Fast but pause – 3/23/10 – Tuesday Karate class
Sensei Noia had us work on our stance fundamentals today.
Move fast but pause….
Sensei had us start out in blocking front stance. From there, we slowly moved forward into a blocking stance again but with extra attention to stance consistency. The idea was to move from stance to stance with the proper stance lenght and width along with hip position.
We did the same movement with our hips forward, like in a punching stance. Then we did blocking stance then pushing off the back heel into a punching stance. Again, all of these were slow movements with consistency and perfect form.
For the next drill, we stepped forward and punched, then stepped back and block, then stepped forward and punched again. The idea was to move very fast between movements but pause before we move again. Instead of rushing into the movements with less than perfect form, moving fast into each move and pausing made us work on explosion from dead stop to the next movement.
Next we stepped forward into a back stance, then stepped into a front stance, then stepped back into a back stance. The transition from back to the front stance and front to back stance felt much slower then moving from the same stance to stance movements.

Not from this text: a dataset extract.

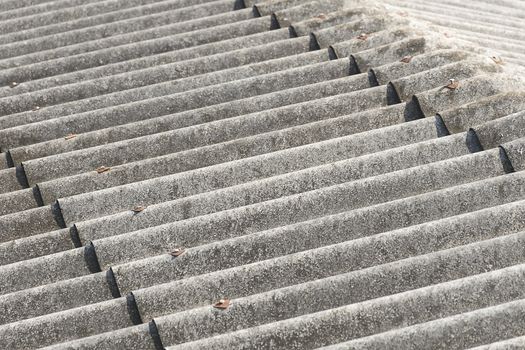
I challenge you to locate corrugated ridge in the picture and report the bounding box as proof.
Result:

Next, we did three movements, one forward, one backward and one forward again. This time we had to do a different stance for each of the three moves. We were able to use front stance, back stance and horse stance this time.
Switch your feet Heian Shodan….
This was neat drill. We did Heian Shodan but with three moves for each move instead of one. For example, the first move is downward block to the left with left leg in front but instead of moving into move two, the front punch, we changed our feet and blocked with right hand and leg in front, then switched back to the left leg and hand in front. The pattern was block, switch feet, block with other arm, switch feet and block. Instead of 21 moves, we ended up doing 63 moves each time we did Heian Shodan.
Hit those pads and rattle my brain….
We spent the last few minute of class hitting the pads. Our partner held the pad and we were able to use any open hand, closed hand then elbow techniques. For example, back hand, knife hand or ridge hand for open hand techniques. For close hand, we could use hammer fist, back fist or punches. For elbow techniques, we could use back elbow strike or front elbow strike.
I worked with one of my good friends, who hits like a sledge hammer, and we rattled each others teeth. Sensei Noia wanted us to hit with the idea if our partner did not have a pad, we would seriously hurt or do worse to them. I am pretty certain that my partner and myself would have done some serious damage to each other if we didn’t have those pads in front of us. The elbow strikes in particular felt extremely effective.
It was a great class and good end to this session.